Increased arginase expression in recipient macrophages isolated from mice with allogeneic CD4⁺CD25⁺ Tregs. The NO secretion (a) and arginase activity (b) of macrophages isolated from recipient NOD-scid mice adoptively transferred with no cells, CD4⁺CD25⁺ T cells, CD4⁺CD25⁻ T cells or both CD4⁺CD25⁺ T cells and CD4⁺CD25⁻ T cells for 3 days. The mRNA levels of iNOS (c) and arginase I (d) of the recipient macrophages from NOD-scid mice were also determined by real-time PCR. The recipient NOD-scid mice were adoptively transferred no cells, CD4⁺CD25⁺ T cells, CD4⁺CD25⁻ T cells or both CD4⁺CD25⁺ T cells and CD4⁺CD25⁻ T cells for 3 days prior to macrophage harvesting.

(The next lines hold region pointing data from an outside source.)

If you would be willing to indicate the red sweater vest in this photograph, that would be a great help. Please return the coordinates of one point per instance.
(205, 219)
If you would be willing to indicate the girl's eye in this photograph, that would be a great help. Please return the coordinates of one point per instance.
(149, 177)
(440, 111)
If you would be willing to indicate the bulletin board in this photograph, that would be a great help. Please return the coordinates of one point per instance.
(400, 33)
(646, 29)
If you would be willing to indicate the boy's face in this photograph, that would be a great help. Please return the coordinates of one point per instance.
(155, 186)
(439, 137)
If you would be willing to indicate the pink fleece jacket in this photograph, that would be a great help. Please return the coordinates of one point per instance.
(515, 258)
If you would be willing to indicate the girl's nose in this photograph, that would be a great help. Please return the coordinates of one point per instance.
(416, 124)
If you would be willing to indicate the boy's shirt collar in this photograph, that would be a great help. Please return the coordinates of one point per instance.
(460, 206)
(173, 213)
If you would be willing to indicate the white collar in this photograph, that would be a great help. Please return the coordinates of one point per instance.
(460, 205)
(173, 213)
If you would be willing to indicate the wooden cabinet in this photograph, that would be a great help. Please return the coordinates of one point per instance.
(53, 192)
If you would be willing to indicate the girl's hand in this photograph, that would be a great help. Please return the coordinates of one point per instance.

The data are presented as the mean±s.d. (N=6). **P<0.01 compared to the indicated groups. iNOS, inducible NO synthase; NO, nitric oxide; Treg, regulatory T cell.

Figure 6

Recipient M2-like macrophages induced by allogeneic donor CD4⁺CD25⁺ Tregs are dependent on arginase signaling pathways. (a) Phagocytosis of cRBCs by recipient macrophages of NOD-scid mice that received either the donor allogeneic CD4⁺CD25⁺ Tregs or the CD4⁺CD25⁺ Tregs and the arginase inhibitor, BEC, as detected by FCM. (b) The immunogenicity of the recipient macrophages was assessed by MLR. The proliferation of BALB/c CD4⁺ T cells induced by the allogeneic donor macrophages that were isolated from the NOD-scid mice that received no cells, CD4⁺CD25⁻ T cells, or CD4⁺CD25⁺ T cells either alone or in combination with BEC or BEC alone was determined by ³H-TdR incorporation in vitro. The data are the mean±s.d. (N=5). One representative of two independent experiments with similar results was shown. **P<0.01 compared among the indicated groups. BEC, S-(2-boronoethyl)-l-cysteine; cRBC, chicken red blood cell; FCM, flow cytometry; Treg, regulatory T cell.